[lustre-discuss] fiemap, final chapter.
Andreas Dilger
adilger at whamcloud.com
Fri Aug 19 13:28:10 PDT 2022
On Aug 19, 2022, at 13:58, John Bauer <bauerj at iodoctors.com<mailto:bauerj at iodoctors.com>> wrote:
Andreas,
As I mentioned in an earlier email, this had been working for a long time. I think that using an old header file is at the root of the issue. On my development platform, which doesn't have Lustre installed, nor did I have e2fsprogs installed, I had simply copied the Lustre files I needed from the site I was working with. The fiemap.h file I was using , the top of which is shown below ( I see you mentioned ) has fe_device explicitly in the structure.
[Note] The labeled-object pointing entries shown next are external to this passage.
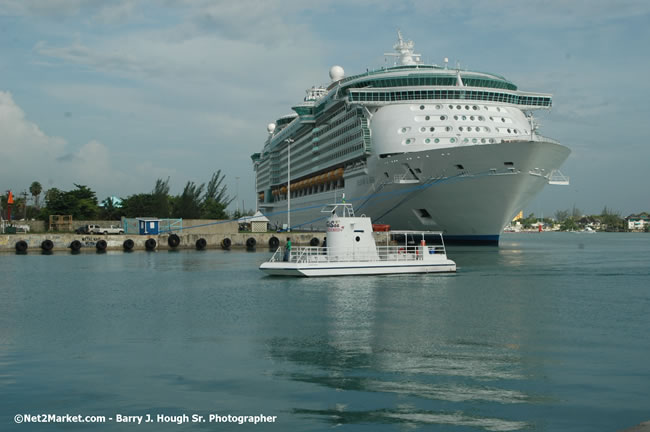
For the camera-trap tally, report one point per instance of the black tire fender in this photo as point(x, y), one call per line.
point(150, 244)
point(173, 240)
point(201, 244)
point(128, 244)
point(21, 246)
point(101, 245)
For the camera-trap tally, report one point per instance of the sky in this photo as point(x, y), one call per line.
point(116, 94)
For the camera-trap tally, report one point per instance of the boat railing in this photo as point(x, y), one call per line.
point(382, 253)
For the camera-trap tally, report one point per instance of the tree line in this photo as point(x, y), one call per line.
point(197, 201)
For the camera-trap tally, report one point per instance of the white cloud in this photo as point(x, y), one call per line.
point(28, 154)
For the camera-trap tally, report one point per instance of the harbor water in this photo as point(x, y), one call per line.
point(548, 332)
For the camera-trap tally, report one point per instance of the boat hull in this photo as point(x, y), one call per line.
point(354, 269)
point(469, 193)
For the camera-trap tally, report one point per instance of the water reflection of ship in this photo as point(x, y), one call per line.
point(420, 366)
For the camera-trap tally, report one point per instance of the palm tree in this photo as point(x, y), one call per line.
point(35, 189)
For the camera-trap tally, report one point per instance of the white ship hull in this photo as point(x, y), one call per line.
point(469, 193)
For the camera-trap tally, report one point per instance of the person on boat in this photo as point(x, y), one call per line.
point(287, 251)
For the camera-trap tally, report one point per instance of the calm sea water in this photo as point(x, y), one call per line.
point(549, 332)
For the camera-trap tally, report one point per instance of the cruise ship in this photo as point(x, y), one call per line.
point(413, 146)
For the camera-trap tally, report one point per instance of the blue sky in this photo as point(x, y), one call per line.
point(115, 94)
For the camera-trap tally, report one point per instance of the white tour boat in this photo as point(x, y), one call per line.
point(351, 250)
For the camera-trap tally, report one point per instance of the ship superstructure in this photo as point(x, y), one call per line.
point(415, 146)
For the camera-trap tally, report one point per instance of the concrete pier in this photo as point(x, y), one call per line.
point(62, 241)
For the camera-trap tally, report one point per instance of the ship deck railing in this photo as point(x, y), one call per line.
point(310, 254)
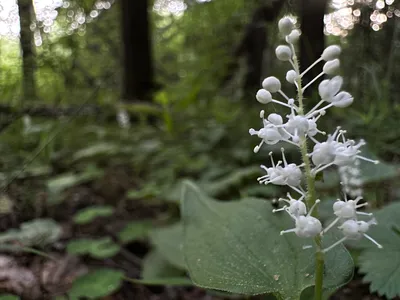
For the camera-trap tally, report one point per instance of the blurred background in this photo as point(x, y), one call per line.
point(107, 105)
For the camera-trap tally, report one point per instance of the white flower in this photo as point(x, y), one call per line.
point(271, 84)
point(296, 206)
point(306, 226)
point(342, 99)
point(289, 174)
point(293, 37)
point(328, 88)
point(283, 53)
point(291, 76)
point(331, 67)
point(331, 52)
point(285, 25)
point(354, 230)
point(263, 96)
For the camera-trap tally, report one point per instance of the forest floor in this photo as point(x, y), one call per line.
point(38, 277)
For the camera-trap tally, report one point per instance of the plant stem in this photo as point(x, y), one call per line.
point(311, 195)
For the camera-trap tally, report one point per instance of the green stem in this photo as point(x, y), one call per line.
point(311, 194)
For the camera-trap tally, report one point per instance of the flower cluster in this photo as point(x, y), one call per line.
point(296, 128)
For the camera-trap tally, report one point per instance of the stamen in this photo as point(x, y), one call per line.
point(335, 244)
point(313, 207)
point(287, 231)
point(330, 225)
point(312, 81)
point(283, 156)
point(279, 209)
point(315, 171)
point(315, 107)
point(363, 213)
point(367, 159)
point(310, 67)
point(372, 240)
point(297, 190)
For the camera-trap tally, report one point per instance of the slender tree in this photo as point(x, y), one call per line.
point(26, 17)
point(138, 81)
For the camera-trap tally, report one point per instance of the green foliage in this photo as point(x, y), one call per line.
point(35, 233)
point(96, 284)
point(9, 297)
point(156, 267)
point(169, 241)
point(135, 230)
point(89, 214)
point(236, 247)
point(382, 266)
point(97, 248)
point(60, 183)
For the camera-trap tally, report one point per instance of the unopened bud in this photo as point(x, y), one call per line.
point(331, 67)
point(283, 53)
point(331, 52)
point(271, 84)
point(291, 76)
point(285, 25)
point(263, 96)
point(293, 37)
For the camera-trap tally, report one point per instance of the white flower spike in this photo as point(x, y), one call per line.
point(300, 125)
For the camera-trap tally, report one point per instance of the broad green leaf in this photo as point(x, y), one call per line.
point(382, 266)
point(39, 232)
point(237, 247)
point(134, 230)
point(96, 284)
point(87, 215)
point(168, 241)
point(156, 267)
point(100, 248)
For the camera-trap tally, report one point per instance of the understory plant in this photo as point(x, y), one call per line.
point(257, 252)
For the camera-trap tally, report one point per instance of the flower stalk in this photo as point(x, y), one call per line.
point(300, 127)
point(311, 195)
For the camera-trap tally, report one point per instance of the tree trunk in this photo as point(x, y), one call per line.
point(25, 8)
point(138, 81)
point(312, 34)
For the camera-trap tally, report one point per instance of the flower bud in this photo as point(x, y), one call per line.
point(331, 52)
point(343, 99)
point(291, 76)
point(285, 25)
point(271, 84)
point(283, 53)
point(331, 67)
point(263, 96)
point(275, 119)
point(293, 37)
point(350, 229)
Was it this way before the #define fe_device was implemented?
Yes, we used to patch the fiemap.h header to add fe_device ourselves, but changed to the #define mechanism to reduce the changes to the core kernel.
Cheers, Andreas
The #define was using the fe_reserved[0], which always had a 0 value. What puzzles me is why this ever worked at all. That will have to wait for a rainy day to mess with. What started me down this path at this time was getting my lustre extents plotting program working with PFL.
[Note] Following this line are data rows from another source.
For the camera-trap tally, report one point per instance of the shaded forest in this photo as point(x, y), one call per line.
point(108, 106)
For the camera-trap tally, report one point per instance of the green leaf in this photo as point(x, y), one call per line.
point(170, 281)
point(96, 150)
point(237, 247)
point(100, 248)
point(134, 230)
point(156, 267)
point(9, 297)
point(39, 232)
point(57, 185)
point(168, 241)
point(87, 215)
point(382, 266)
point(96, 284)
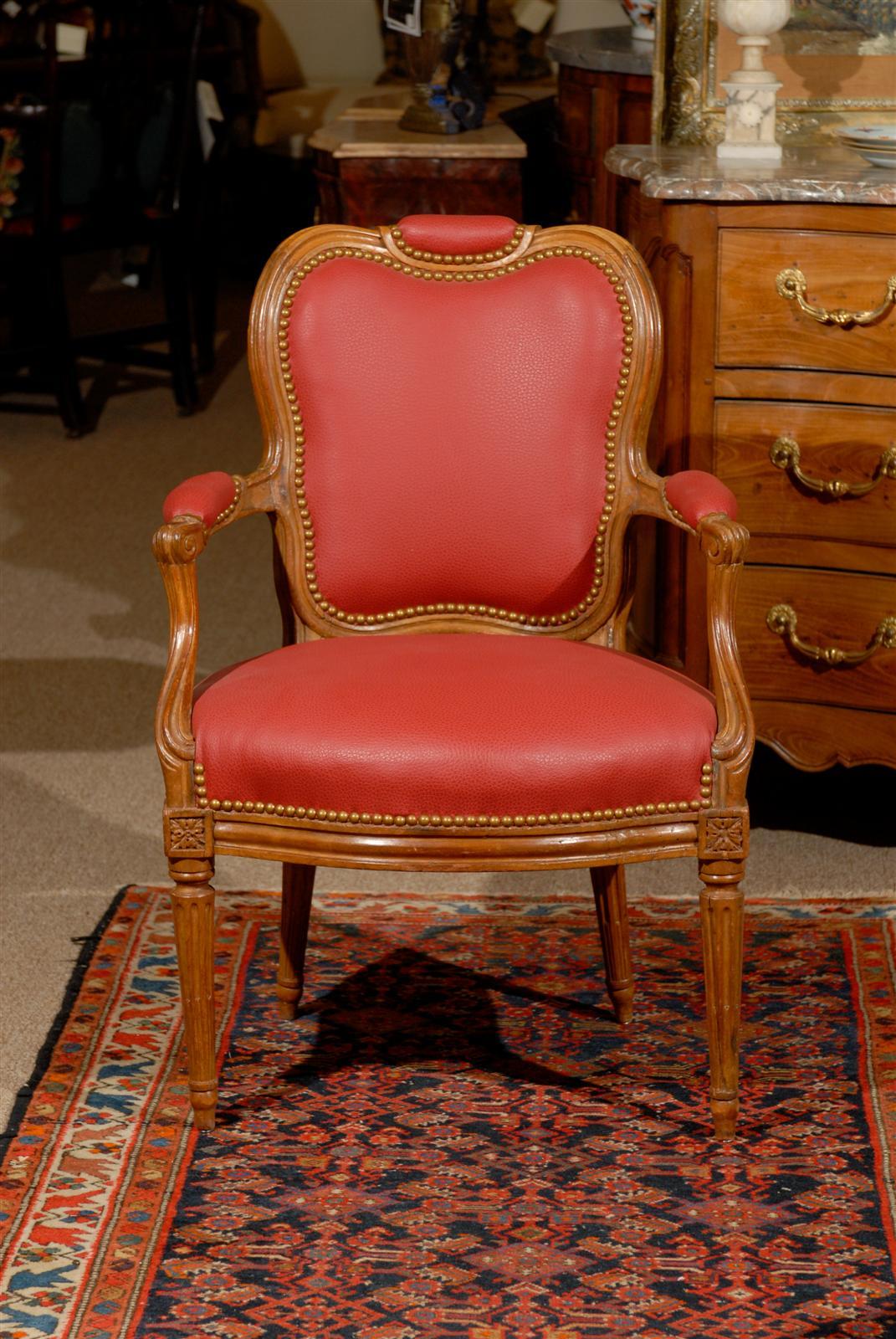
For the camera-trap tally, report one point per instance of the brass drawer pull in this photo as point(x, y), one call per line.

Again, thanks much for your excellent/quick assistance in tracking this down.
John
/*
* FS_IOC_FIEMAP ioctl infrastructure.
*
* Some portions copyright (C) 2007 Cluster File Systems, Inc
*
* Authors: Mark Fasheh <mfasheh at suse.com><mailto:mfasheh at suse.com>
* Kalpak Shah <kalpak.shah at sun.com><mailto:kalpak.shah at sun.com>
* Andreas Dilger <adilger at sun.com><mailto:adilger at sun.com>
*/
#ifndef _LINUX_FIEMAP_H
#define _LINUX_FIEMAP_H
struct fiemap_extent {
__u64 fe_logical; /* logical offset in bytes for the start of
* the extent from the beginning of the file */
__u64 fe_physical; /* physical offset in bytes for the start
* of the extent from the beginning of the disk */
__u64 fe_length; /* length in bytes for this extent */
__u64 fe_reserved64[2];
__u32 fe_flags; /* FIEMAP_EXTENT_* flags for this extent */
__u32 fe_device; /* device number (fs-specific if FIEMAP_EXTENT_NET)*/
__u32 fe_reserved[2];
};
On 8/18/22 23:44, Andreas Dilger wrote:
The "fe_device" field is actually Lustre-specific, so it is a macro that overlays on fe_reserved[0]:
#define fe_device fe_reserved[0]
but that shouldn't affect compiler alignment. On my system, "pahole lustre/llite/lustre.ko" reports:
struct fiemap_extent {
__u64 fe_logical; /* 0 8 */
__u64 fe_physical; /* 8 8 */
__u64 fe_length; /* 16 8 */
__u64 fe_reserved64[2]; /* 24 16 */
__u32 fe_flags; /* 40 4 */
__u32 fe_reserved[3]; /* 44 12 */
/* size: 56, cachelines: 1, members: 6 */
/* last cacheline: 56 bytes */
};
So there is definitely something going wrong with the struct alignment for fe_reserved, even though there doesn't need to be (all of the fields have "natural" alignment on their 4/8-byte sizes.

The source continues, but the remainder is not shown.